At the end of last year, beIN media execs signed big deals with local distributors Front Row Entertainment and Italia Films, which has development deals in place with super-producer Basil Iwanyk and his Thunder Road banner, among others. Italia also has exclusive output deals with the likes of the Weinstein Co., Glen Basner’s FilmNation, DreamWorks and is also the official sub-distributor for Disney in the Middle East and North Africa.

Whatever the future holds, the Miramax deal is far from a one-off vanity venture. It fits clearly into beIN’s goal to become a major global content player. “The ambitions here are sky high,” one beIN exec tells Deadline. “They want to do in film and TV what they’ve done in sports.”

One word of caution. While the tiny Gulf state of Qatar continues to have enviable resources at its disposal thanks to its massive gas reserves, the historically low global energy prices are having a knock-on effect on expenditure across Gulf countries. Qatar, for example, posted its first budget deficit in 15 years last year. That has led to Qatar’s Emir approving a new budget that dramatically cut expenditure across the board of state institutions.

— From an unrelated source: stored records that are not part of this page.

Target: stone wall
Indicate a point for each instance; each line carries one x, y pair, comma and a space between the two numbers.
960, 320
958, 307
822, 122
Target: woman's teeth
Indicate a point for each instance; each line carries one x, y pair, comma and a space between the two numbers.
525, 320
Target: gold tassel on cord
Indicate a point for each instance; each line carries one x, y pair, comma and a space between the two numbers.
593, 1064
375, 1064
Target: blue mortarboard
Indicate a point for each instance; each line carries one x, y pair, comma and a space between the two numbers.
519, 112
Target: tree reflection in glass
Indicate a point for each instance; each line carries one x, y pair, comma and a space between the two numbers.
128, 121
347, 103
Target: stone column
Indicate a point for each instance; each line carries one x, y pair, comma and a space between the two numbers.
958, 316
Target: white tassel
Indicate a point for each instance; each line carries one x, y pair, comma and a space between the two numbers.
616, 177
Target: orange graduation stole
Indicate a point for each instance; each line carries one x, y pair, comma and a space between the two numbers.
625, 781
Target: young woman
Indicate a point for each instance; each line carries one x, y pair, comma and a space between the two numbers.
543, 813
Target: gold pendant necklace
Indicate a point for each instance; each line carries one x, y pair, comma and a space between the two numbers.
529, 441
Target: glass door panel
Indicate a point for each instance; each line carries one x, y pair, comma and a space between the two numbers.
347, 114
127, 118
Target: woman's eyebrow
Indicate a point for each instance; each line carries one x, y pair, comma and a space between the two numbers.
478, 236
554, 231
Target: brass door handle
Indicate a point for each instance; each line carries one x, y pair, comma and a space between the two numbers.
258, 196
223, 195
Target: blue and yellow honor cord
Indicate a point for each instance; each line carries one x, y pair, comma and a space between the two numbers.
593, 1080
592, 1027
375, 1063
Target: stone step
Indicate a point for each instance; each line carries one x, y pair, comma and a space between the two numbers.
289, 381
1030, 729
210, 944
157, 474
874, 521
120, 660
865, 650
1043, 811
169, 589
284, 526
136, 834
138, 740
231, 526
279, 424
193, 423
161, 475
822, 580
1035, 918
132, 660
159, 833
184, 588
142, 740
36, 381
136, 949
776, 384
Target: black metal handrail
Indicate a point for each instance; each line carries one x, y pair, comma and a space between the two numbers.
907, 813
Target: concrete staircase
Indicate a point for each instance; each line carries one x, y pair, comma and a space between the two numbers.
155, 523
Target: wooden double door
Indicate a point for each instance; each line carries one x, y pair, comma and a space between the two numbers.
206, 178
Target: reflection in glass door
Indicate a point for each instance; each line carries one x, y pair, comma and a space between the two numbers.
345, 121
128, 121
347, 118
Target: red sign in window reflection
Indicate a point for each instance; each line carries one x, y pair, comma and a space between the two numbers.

That may be one reason why, after a flurry of activity last summer from beIN execs, the Miramax deal and the launch of the general entertainment channels seem to have taken a little longer to get done than initially expected.

Qatar, and by extension, beIN exec got a massive boost this week, however, with the news that new FIFA President Gianni Infantino would not be seeking a re-vote over the controversial decision to award the 2018 and 2022 soccer World Cups to Russia and Qatar, respectively. The potential staging of the 2022 World Cup in Qatar is a centrepiece event in the country’s long-term economic development, with any decision to move it to a different country likely to have had a seismic impact, particularly on a sports-centric company like beIN. Al-Khelaifi is also chairman of French soccer team Paris Saint German, which is owned by the Qatar Investment Authority.